We make a program of daily actions

We cannot make a lasting recovery based upon inner reflection alone.  Addiction may have started from root causes, but after some time it develops a life of its own. The addictive behaviours occur at a high frequency with continual reinforcement by pleasure chemicals in the brain. 

To overcome addiction, we need to design healthy high-frequency behaviours for ourselves.    Daily routines should create circumstances that prevent us from acting out. Some form of accountability is helpful as well as the removal of easy ways of acting out.  The daily practices should facilitate letting go of the ego and acting from the heart instead.  They should involve other people as much as possible in the form of 12-step group attendance or therapy groups or some other form of group connection.  

Developing daily practices is essential.  As a runner trains for a marathon, we must also train for recovery.     

We establish sobriety

Substance use addictions have a clear measure of sobriety (aka a “bottom line”):  zero use.  Behavioural addictions such as food, sex, gambling, gaming etc. are not so clear.  We can’t stop eating, being sexual, using money and taking risks or playing games of any kind.  This is not realistic.  We must establish firm and clear bottom lines for our behaviours that make sense, relative to our beliefs and values.  Therapy greatly facilitates this process. 

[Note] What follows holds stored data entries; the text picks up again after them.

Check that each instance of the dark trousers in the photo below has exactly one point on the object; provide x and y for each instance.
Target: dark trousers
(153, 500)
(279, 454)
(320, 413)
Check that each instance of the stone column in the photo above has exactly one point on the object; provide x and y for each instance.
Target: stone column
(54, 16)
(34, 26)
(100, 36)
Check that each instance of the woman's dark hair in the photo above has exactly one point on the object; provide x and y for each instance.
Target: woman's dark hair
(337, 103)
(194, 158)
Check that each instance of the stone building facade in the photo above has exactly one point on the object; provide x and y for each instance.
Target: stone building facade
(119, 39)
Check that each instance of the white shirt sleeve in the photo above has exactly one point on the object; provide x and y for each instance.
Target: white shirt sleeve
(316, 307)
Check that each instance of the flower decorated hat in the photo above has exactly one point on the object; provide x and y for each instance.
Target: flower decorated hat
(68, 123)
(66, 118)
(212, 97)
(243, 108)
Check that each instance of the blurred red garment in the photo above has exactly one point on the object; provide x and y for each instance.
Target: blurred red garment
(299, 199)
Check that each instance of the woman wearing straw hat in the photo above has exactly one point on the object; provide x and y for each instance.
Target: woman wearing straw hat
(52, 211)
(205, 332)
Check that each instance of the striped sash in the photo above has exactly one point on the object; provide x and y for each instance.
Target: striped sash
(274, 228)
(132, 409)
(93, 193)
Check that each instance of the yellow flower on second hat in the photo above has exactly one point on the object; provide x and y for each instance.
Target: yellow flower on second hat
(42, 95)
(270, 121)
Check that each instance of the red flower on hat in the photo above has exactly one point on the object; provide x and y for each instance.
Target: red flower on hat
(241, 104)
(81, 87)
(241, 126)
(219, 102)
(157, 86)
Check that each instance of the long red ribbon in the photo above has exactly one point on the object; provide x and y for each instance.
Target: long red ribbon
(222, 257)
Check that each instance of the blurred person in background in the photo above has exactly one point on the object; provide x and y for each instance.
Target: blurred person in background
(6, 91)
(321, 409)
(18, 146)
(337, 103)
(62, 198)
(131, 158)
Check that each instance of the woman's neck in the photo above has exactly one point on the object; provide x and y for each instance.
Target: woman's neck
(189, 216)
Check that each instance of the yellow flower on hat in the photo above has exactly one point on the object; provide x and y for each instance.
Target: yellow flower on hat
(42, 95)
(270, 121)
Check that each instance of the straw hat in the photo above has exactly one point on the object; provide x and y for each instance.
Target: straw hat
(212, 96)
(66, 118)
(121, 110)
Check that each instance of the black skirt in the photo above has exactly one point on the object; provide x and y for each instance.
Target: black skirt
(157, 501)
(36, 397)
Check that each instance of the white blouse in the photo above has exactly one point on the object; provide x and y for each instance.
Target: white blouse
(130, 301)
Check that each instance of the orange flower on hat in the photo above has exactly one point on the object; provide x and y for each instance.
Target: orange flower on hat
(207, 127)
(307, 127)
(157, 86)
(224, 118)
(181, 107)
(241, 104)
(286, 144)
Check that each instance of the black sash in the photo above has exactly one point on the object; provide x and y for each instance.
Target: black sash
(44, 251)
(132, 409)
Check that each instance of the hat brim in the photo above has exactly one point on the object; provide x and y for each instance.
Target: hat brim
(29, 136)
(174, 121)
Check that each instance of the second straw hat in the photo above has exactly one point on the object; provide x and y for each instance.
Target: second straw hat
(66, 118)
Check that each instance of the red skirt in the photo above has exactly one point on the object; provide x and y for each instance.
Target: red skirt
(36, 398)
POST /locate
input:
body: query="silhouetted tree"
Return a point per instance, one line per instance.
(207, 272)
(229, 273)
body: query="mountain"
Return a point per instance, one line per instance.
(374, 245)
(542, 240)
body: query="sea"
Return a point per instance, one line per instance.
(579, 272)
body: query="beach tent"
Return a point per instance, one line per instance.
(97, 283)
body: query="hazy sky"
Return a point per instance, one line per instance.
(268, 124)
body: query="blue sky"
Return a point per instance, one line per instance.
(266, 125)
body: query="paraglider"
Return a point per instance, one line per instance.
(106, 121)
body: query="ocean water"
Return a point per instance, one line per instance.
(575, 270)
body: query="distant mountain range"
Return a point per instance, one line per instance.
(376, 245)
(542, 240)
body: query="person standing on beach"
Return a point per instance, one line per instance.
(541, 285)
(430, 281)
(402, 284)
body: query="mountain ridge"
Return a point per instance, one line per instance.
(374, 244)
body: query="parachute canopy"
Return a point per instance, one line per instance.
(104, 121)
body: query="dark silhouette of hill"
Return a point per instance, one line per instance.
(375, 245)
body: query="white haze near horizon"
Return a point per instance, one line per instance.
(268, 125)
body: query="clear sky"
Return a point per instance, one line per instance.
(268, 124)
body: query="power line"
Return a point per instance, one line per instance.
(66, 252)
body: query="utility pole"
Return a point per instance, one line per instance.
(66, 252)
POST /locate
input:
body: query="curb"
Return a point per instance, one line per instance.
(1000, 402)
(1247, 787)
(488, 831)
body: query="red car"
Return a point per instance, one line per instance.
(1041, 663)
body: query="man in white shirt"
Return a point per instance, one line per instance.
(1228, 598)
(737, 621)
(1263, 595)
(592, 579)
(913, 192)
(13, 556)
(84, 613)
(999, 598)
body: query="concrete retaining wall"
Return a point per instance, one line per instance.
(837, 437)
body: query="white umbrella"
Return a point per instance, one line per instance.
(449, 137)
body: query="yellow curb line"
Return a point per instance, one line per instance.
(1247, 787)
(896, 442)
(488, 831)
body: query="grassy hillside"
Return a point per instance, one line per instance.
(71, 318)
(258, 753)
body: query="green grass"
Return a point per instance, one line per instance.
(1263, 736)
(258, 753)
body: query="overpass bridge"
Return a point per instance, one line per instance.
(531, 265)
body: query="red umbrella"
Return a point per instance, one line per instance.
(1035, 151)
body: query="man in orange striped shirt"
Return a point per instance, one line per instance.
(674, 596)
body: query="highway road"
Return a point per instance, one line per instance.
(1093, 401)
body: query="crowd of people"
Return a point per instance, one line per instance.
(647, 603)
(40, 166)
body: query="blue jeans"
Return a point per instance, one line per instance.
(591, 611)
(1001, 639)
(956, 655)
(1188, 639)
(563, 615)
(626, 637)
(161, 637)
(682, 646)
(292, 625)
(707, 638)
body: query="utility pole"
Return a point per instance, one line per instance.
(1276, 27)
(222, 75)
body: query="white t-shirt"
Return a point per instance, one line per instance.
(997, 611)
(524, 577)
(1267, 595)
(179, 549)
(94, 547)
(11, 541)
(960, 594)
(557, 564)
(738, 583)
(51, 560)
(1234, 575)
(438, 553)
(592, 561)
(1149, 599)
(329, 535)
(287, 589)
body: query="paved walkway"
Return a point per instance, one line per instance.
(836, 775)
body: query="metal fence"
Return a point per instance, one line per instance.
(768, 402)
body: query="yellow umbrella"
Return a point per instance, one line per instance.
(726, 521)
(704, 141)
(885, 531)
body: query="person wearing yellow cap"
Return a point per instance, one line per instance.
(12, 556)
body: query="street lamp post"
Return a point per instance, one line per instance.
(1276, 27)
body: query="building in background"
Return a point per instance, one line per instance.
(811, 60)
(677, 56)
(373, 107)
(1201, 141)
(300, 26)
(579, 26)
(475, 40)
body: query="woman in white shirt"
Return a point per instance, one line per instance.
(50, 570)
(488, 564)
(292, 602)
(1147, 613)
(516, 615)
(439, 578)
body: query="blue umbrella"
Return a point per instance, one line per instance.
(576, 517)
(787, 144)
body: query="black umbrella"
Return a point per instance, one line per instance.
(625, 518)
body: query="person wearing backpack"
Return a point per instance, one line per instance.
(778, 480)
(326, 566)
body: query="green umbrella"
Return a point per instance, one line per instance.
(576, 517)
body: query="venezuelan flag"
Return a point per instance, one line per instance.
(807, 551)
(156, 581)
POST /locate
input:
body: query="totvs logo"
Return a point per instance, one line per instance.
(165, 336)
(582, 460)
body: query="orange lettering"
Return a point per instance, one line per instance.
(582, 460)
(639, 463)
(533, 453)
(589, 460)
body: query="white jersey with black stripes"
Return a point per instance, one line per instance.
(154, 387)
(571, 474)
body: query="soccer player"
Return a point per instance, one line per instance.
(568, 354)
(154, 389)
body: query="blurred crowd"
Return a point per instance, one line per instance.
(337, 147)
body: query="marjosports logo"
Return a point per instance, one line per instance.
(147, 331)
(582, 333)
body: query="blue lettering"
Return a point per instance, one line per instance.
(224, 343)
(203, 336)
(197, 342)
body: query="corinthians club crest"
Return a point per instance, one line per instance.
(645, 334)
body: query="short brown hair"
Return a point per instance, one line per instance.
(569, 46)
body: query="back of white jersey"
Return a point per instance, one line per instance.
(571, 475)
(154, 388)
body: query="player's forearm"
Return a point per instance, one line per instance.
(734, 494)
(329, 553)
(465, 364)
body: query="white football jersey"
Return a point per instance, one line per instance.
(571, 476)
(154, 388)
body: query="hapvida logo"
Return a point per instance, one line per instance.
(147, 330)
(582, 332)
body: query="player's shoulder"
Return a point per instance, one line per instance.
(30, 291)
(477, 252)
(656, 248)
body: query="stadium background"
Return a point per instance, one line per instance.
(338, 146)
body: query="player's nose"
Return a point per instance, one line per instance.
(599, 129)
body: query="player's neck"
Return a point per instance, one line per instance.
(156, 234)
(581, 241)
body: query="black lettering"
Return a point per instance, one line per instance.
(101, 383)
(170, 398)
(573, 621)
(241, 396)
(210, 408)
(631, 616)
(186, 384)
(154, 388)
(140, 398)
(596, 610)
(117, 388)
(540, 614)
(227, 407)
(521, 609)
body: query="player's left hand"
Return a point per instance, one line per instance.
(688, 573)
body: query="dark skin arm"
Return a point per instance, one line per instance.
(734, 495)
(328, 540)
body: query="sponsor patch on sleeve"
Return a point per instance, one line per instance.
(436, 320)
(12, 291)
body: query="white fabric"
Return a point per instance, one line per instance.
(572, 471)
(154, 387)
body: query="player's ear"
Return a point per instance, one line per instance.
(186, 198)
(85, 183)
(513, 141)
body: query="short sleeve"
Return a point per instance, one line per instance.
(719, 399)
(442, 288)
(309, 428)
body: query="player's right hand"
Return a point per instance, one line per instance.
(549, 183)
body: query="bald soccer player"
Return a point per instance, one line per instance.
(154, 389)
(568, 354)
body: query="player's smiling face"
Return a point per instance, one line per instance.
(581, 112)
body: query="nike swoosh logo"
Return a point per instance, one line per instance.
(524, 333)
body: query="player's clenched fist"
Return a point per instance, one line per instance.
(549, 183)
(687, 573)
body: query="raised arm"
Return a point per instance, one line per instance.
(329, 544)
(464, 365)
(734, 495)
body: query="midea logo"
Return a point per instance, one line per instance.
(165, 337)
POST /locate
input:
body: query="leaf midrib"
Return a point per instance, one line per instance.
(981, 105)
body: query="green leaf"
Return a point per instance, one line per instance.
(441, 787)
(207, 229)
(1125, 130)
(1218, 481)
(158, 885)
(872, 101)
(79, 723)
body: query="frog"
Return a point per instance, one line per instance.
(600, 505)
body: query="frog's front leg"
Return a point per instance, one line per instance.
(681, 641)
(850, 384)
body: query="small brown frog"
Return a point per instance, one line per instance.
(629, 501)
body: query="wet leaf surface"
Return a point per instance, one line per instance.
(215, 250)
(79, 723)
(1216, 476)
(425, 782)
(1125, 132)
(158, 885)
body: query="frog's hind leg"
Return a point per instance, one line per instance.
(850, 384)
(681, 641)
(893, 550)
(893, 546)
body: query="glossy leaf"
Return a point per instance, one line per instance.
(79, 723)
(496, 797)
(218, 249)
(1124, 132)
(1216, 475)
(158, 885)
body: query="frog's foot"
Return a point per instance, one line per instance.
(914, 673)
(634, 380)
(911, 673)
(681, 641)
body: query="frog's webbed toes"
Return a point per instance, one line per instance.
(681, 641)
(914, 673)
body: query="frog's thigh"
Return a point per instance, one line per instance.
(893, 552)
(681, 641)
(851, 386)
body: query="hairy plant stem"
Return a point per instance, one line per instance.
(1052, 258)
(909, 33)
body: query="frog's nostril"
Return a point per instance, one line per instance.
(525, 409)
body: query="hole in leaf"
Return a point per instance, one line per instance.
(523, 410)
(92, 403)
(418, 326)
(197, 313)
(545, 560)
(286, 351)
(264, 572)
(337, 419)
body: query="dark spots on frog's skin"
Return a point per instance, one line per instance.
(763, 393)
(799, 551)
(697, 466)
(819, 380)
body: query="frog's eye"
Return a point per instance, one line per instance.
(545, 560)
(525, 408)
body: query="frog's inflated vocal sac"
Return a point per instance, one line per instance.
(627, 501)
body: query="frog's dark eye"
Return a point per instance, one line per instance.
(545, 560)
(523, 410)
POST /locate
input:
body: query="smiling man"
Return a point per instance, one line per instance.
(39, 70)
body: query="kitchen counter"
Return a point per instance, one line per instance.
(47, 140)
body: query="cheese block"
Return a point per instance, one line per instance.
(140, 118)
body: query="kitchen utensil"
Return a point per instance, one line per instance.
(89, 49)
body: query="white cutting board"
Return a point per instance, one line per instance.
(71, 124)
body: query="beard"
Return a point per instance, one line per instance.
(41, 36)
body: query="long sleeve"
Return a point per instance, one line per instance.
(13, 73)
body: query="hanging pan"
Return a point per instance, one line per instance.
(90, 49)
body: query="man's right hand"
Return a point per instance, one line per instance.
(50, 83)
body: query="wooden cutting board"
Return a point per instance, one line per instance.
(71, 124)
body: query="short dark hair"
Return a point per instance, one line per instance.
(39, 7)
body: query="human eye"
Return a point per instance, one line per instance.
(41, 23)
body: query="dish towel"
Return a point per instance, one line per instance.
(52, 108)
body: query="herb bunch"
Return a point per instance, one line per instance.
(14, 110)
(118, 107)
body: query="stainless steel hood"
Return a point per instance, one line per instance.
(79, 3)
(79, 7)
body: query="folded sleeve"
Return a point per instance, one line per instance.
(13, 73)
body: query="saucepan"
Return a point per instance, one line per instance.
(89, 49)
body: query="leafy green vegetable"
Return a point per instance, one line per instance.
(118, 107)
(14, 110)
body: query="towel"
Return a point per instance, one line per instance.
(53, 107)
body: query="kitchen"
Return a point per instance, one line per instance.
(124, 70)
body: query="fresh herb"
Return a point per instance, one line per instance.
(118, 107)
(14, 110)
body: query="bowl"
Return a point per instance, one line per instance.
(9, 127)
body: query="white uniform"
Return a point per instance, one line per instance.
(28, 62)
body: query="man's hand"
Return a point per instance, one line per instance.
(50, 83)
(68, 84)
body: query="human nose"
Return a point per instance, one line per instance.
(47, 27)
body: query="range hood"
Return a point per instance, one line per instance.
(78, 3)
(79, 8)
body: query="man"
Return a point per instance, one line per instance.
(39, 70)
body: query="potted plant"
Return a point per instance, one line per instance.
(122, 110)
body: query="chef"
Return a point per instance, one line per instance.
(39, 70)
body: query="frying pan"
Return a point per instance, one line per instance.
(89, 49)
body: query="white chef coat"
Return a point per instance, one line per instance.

With the bottom-line behaviours established, it is time to make a commitment to sobriety. 

Conclusion

Stage two is about descending into our Self.  We gain new understandings about the origins of addiction.  Once we find the root causes, we begin seeing ourselves realistically and compassionately.  Dealing with our past traumas becomes possible.  As our confidence builds, the ego walls begin coming down and we learn to be more open, honest, and vulnerable.  It helps us connect with others. 

We may at this point feel a new power and energy flow in.  We harness it to implement a program of daily practices that start pushing addiction out of our lives.   The commitment we make to establish sobriety seals this stage of our recovery.